Gaming-Livestreams und Let’s Plays begeistern Millionen Menschen in Deutschland. Egal, ob man den Spielablauf der neuesten Titel erleben, sich Tipps zum Lieblingsspiel anschauen oder sich einfach gut unterhalten möchte. So schaltet jede beziehungsweise jeder Dritte ab 16 Jahren in Deutschland (32 Prozent) bei solchen Formaten zu Games auf Twitch, YouTube und Co. ein. Das entspricht rund 23 Millionen Menschen. Gaming-Livestreams und Let’s Plays verfolgen vor allem die 16- bis 24-Jährigen: Mehr als 6 von 10 von ihnen (63 Prozent) sind bei den Formaten als Zuschauende dabei. Mehr als die Hälfte der Deutschen (57 Prozent) zwischen 25 und 34 Jahren schaut sich solche Gaming-Videoinhalte ebenfalls an. Das ergab eine repräsentative Umfrage des game – Verband der deutschen Games-Branche in Zusammenarbeit mit dem Marktforschungsunternehmen YouGov.

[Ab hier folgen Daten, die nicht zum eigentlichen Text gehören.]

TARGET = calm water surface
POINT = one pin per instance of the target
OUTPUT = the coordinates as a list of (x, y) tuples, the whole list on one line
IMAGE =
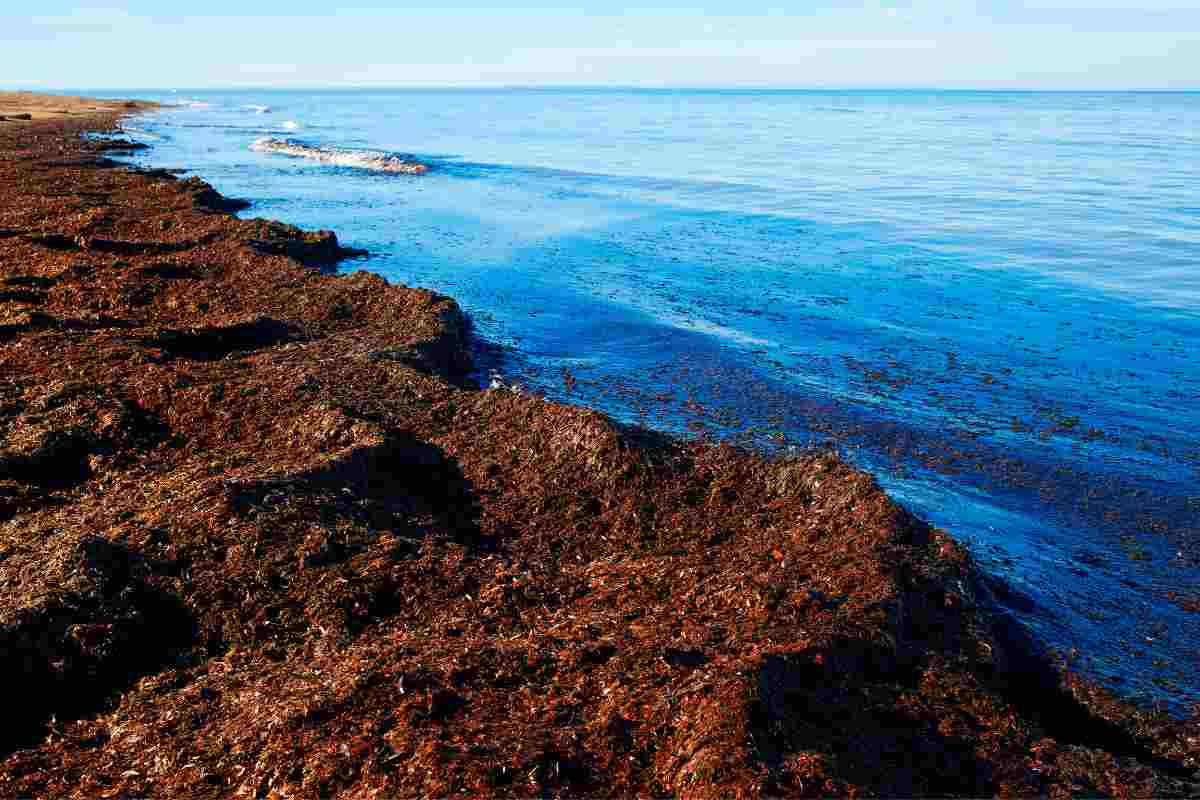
[(990, 300)]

Gaming-Streamerinnen und -Streamer erzielen mit Let’s Plays und Gaming-Livestreams mittlerweile Millionenreichweiten und haben treue Fangemeinden. Insbesondere der Community-Aspekt trägt zur großen Popularität der unterhaltsamen Videos bei. Häufig können Zuschauende live im Chat mit ihren Lieblingsspielenden interagieren oder die Streamenden beziehen die Kommentare der Community direkt in das Geschehen mit ein. Auch anderweitig wirken die Let’s Plays und Gaming-Streams, was ihre große Bedeutung unterstreicht: Rund 17 Millionen Deutsche (24 Prozent) sind schon einmal über solche Formate auf Games oder andere Produkte aufmerksam geworden, über deren Kauf sie anschließend nachgedacht haben.

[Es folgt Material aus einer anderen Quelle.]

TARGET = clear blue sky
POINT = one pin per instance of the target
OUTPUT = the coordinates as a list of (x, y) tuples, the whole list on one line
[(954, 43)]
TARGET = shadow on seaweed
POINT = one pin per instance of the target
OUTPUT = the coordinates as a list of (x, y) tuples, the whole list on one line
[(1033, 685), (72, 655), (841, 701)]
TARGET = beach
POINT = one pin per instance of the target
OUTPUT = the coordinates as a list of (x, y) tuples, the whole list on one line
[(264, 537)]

„Let’s Plays und Gaming-Livestreams sind ein faszinierender Ausdruck interaktiver Games-Kultur. Anders als im TV findet hier ein direkter Austausch zwischen Streamenden und Publikum statt. Diese Nahbarkeit ist auch ein Grund für die Beliebtheit der Streamerinnen und Streamer, die längst Star-Status haben, wie etwa die stundenlangen Warteschlangen bei den Autogrammstunden auf der gamescom zeigen“, sagt Felix Falk, Geschäftsführer des game. „Immer häufiger wählen daher auch klassische Medien oder die Politik die interaktiven Streams, um ein neues jüngeres Publikum zu erreichen: von ehemaligem Kanzlerkandidat Robert Habeck, der während des letzten Bundestagswahlkampfs bei Gaming-Streamer ‚HandOfBlood‘ zu Gast war, bis hin zu bekannten Medienformaten wie die ‚tagesschau‘ oder ‚Bares für Rares‘, die jetzt auch auf Twitch-Streams setzen.“
Wer zu Deutschlands „Spieler*in des Jahres“ gekürt werden soll, entscheidet die Community mit
Über die besten Gaming-Streamerinnen und -Streamer und Spielenden in Deutschland, die Außergewöhnliches leisten, kann die Community beim Deutschen Computerspielpreis 2026 mitentscheiden. Bei der wichtigsten Auszeichnung für die deutsche Games-Branche werden neben den besten Spielen des Jahres aus Deutschland auch Spielerinnen und Spieler ausgezeichnet, die sich durch ihre spannenden Let’s Plays, ihr Engagement für die Community oder ihre E-Sport-Leistungen hervorgetan haben. Nominiert sind in diesem Jahr Copeylius, Dennsen86, Felikah und JenNyan.